The other (in my view unrealistic) alternative is accepting North Korea as a nuclear-weapons state, which would set a dangerous new precedent (or, more accurately, perpetuate the precedent established when India and Pakistan joined the nuclear club in 1998) and be extremely destabilizing both regionally and globally (Tehran is obviously closely watching the outcome).

If you ask 10 “experts” on North Korea a question, you are likely to get 12 different answers; they seldom agree even with themselves, much less with anyone else . . . except on one point: all agree that Kim Jong Il’s first priority is regime (i.e., personal) survival. Until the international community takes actions that the “Dear Leader” perceives as directly threatening his own survival, he is unlikely to be persuaded by idle threats or even by selective sanctions.

What’s needed now is a clearly articulated containment policy that is aimed at either ending North Korea’s nuclear-weapons program or ending the regime that will not halt this dangerous drive. This does not mean marching on Pyongyang or conducting preemptive strikes — the targets are less than obvious, other than the Dear Leader himself (and he is an elusive target); no one knows where the plutonium and any potential bombs are hidden and striking nuclear reactors runs the risk of radiation pollution.

It does mean cutting off political and economic contact that clearly benefits the North (such as South Korea’s Kaesong Industrial Zone project) and strict monitoring of humanitarian assistance (under U.N. auspices) and a firm, unified international response that North Korea is not welcome back to the table until the regime changes its mind or others in North Korea, with as much outside help as is possible, change the regime.

Internal actions (spurred on in part by years of outside pressure) brought about regime change in Moscow and the eventual fall of the Berlin Wall. It also brought about today’s China. Those (like myself) who have been admonishing Pyongyang to follow the “Beijing model” of opening up and economic reform tend to forget that this was only made possible in China through regime change: the removal of the “gang of four” by Deng Xiaoping. If Kim hasn’t proven anything else, he has certainly proven that he’s no Deng Xiaoping.

Pyongyang for years has been accusing the Bush administration of pursuing a regime change policy, despite Washington’s continued expressed willingness to deal with the current regime, albeit only in a multilateral forum (in which bilateral talks remain possible). It’s time to acknowledge that regime change is an alternative, and perhaps the only policy left to pursue, if Pyongyang will not honor its own pledges to denuclearize.

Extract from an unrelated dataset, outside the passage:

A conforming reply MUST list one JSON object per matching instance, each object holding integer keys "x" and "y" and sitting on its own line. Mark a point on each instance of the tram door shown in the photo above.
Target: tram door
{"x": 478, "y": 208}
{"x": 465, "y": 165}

A firm policy of containment, with credible (i.e., enforceable and enforced) political and economic sanctions, is the best option for compelling Kim to reverse his policies, or to persuade others among the North Korean elite to change their leader. It will also ensure that whatever nuclear-weapons capabilities currently exist in North Korea remain there and are not exported into the hands of al-Qaida or others, while hopefully dissuading other nuclear aspirants from pursuing a similar course.